# home theater



## christalone1 (Feb 8, 2010)

Hello,
I am looking for advise on building my home entertainment system. I have read the advise in the forums, bast on what I have read thinking of going with Onkyo Reciever 606 and fluance speakers. Need advise on a subwoofer and aslo and a 50 in. or bigger tv. My livingroom is 14 x 16. Limited buget to work with want to get the best for my money.I would be connecting a VCR, DVD, player combo, a record player, and cable box to this system. Any and all advise would be greatly apreciated. 



Thank you.
Roy


----------



## Jungle Jack (Jul 28, 2009)

Hello,
It sounds like you have a pretty good idea of what you want. The Fluance package is amazingly low priced for getting that many Speakers. I have never listened to them, but most of the reviews have been complimentary.

The Onkyo TX-SR606 is an excellent value. I would also recommend checking out Accessories4less.com
as they sell the one model up TX-SR706 for around 400 Dollars and is a much more capable receiver.
Moreover, it offers THX Certification and preamp outputs for adding outboard amplification in addition to a more powerful version of Audyssey Room EQ.

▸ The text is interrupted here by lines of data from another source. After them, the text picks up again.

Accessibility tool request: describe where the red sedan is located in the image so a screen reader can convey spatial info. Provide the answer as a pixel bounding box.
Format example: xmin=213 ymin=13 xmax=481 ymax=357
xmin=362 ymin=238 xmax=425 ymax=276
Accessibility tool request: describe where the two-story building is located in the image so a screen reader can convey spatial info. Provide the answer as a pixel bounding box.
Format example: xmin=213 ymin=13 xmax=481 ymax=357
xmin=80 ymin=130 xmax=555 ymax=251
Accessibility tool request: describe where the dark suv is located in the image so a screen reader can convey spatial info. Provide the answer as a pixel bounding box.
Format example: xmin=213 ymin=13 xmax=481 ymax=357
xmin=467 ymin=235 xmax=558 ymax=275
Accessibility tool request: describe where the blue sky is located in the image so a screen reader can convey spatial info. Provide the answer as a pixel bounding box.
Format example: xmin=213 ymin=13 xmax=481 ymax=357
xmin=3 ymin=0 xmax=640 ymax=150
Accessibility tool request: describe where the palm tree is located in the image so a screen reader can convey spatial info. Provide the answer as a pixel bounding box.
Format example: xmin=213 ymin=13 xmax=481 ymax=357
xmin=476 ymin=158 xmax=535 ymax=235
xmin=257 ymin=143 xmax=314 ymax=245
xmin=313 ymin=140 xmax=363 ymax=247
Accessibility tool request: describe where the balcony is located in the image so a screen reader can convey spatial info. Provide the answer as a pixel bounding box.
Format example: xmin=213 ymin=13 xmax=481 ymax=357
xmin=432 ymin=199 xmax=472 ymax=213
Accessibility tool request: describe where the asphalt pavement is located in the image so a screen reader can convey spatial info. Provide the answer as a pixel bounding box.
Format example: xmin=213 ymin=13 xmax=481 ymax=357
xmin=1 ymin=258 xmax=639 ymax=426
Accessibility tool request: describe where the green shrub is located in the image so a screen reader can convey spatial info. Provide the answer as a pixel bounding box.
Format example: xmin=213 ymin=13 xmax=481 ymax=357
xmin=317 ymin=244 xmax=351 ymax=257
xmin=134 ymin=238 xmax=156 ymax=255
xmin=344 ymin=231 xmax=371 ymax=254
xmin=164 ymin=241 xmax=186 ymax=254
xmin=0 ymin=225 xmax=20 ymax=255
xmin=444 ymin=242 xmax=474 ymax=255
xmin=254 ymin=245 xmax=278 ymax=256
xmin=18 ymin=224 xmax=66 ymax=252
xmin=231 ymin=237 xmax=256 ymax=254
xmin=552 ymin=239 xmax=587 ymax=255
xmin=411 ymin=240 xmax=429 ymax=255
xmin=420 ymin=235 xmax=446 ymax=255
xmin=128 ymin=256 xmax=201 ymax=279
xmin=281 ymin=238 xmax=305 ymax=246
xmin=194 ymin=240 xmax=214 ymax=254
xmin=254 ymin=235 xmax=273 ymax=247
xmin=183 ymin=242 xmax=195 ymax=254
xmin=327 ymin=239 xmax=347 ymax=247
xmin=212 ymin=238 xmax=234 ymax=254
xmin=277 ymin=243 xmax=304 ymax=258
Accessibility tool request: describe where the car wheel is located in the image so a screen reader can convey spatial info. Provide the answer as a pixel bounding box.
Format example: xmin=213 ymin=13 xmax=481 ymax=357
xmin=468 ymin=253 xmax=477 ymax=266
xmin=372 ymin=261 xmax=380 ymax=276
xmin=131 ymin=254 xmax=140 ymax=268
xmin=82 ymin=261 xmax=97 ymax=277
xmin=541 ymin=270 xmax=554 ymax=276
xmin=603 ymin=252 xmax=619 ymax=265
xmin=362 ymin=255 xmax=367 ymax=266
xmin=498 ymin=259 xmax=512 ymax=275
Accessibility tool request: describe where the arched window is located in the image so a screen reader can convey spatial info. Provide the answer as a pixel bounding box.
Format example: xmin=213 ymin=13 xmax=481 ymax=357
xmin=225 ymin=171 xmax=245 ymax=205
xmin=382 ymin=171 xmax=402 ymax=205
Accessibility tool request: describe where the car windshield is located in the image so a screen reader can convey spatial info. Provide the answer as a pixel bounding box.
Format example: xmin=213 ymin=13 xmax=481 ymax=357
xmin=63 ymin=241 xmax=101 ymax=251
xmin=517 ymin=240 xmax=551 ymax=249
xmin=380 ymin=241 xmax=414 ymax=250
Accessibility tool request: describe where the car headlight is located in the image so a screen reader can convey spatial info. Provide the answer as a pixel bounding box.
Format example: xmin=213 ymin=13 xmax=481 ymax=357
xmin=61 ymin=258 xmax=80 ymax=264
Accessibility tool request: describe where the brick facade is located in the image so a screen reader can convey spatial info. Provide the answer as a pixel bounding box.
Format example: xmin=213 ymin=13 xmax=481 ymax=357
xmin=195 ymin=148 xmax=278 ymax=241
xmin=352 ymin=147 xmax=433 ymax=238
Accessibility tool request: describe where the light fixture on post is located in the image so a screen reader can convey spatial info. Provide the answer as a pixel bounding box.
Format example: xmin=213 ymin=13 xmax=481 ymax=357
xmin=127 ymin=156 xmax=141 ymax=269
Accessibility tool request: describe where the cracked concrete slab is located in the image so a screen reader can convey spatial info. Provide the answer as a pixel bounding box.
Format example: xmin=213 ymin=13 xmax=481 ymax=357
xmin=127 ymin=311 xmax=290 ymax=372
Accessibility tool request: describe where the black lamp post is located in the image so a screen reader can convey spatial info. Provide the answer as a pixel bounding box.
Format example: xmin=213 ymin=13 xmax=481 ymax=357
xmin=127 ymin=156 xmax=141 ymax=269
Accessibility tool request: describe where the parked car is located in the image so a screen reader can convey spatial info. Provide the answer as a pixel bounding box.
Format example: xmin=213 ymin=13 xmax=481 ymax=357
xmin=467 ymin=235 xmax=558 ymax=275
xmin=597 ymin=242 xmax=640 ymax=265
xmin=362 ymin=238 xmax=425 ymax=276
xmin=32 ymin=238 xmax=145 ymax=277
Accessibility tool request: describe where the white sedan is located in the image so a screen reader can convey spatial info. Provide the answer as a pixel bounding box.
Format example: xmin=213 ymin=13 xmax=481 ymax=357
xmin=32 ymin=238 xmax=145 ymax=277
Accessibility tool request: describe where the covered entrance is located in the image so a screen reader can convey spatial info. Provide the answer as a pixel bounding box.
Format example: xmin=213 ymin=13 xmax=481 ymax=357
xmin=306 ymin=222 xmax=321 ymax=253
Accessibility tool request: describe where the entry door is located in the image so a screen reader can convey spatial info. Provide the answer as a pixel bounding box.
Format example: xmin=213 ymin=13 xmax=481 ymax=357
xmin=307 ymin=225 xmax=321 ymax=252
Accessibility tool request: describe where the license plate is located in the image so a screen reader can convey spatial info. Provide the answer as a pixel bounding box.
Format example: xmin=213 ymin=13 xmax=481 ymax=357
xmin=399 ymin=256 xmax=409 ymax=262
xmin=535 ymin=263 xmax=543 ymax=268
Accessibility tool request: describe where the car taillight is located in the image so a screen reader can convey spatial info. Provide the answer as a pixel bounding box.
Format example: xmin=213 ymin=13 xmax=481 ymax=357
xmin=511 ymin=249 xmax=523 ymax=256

As to a subwoofer and display, what is your budget?
Cheers,
JJ


----------



## christalone1 (Feb 8, 2010)

thank you for your advise, for the sub i think around 400.00, do know if that is realistic or not . tell you the truth don't even know what size i should get.


----------



## Jungle Jack (Jul 28, 2009)

Hello,
There are some fine Subwoofers available for around 400 Dollars. At the top of my list would be SVS's
PB-10NSD:http://www.svsound.com/products-sub-box-10nsd.cfm
This is a truly great Subwoofer that will give you years of listening pleasure and more than capable of being paired with more ambitious Speakers than the Fluance should you decide to upgrade in the future.
Cheers,
JJ


----------



## christalone1 (Feb 8, 2010)

thanks for the advise, i think my buget for a sub would be 400.00, that might not be realistic but that is what i am shooting for. tell you the truth not sure what size i would need.do you have any advise on the tv, asfar as how many hdmi hook ups. i would like to get a 50 or bigger lcd. thanks roy.


----------



## Jungle Jack (Jul 28, 2009)

Hello,
Your viewing distance will have a huge impact on how big of a TV you need. Also, the 475 Dollars is money well spent on the SVS Subwoofer. I realize it is 75 Dollars more than budgeted, but it is truly a special Subwoofer and will knock your socks off.
Cheers,
JJ


----------



## christalone1 (Feb 8, 2010)

thanks jack, the veiwing distance is15 feet from couch to tv and will be mounted on wall.


----------



## Jungle Jack (Jul 28, 2009)

Hello,
Given the distance, I would do everything possible to get a 60" Panel or larger. At that distance, you really do need a large Panel to get the most immersive experience. 

The good news is with 3D Capable Displays about to hit the market, you can get a current 60" LCD or Plasma for a great price.
Cheers,
JJ


----------



## Jungle Jack (Jul 28, 2009)

Hello,
I also wanted to say you might reconsider the Fluance Speakers. SVS and Hsu Research both make excellent 5 channel packages that feature much higher speaker component quality.

I am especially fond of SVS's S Series Towers and Bookshelves. However, if wanting to keep your budget close to the Fluance's, you might need to go with the Bookshelves. However, especially if going with the SVS PB-10NSD, the crossover from the Bookshelves to the Subwoofer will be seamless given how well the PB-10 plays at 80 Hz and the Bookshelves given honest output down below 80 Hz.

Hsu Research's packages are compelling especially if you are going to stick with the TX-SR606. I say this because Hsu Speakers are Horn Loaded and are quite efficient and will play very loud with less power than conventional Speakers. Hsu also makes some of the best Subwoofers on the market. While powerful for it's class, the TX-SR606 is not a powerhouse and it sounds like you have a fairly large room given your viewing distance. Given this, using super efficient Speakers will help to more easily give you the best HT experience.

Here are some reviews for the SVS:http://svsound.com/Reviews/2006-12_S&V_Review_SBS-01-PB12.pdf
And the Hsu Research:http://www.hometheatermag.com/compactspeakers/307hsu/index.html
Cheers,
JJ


----------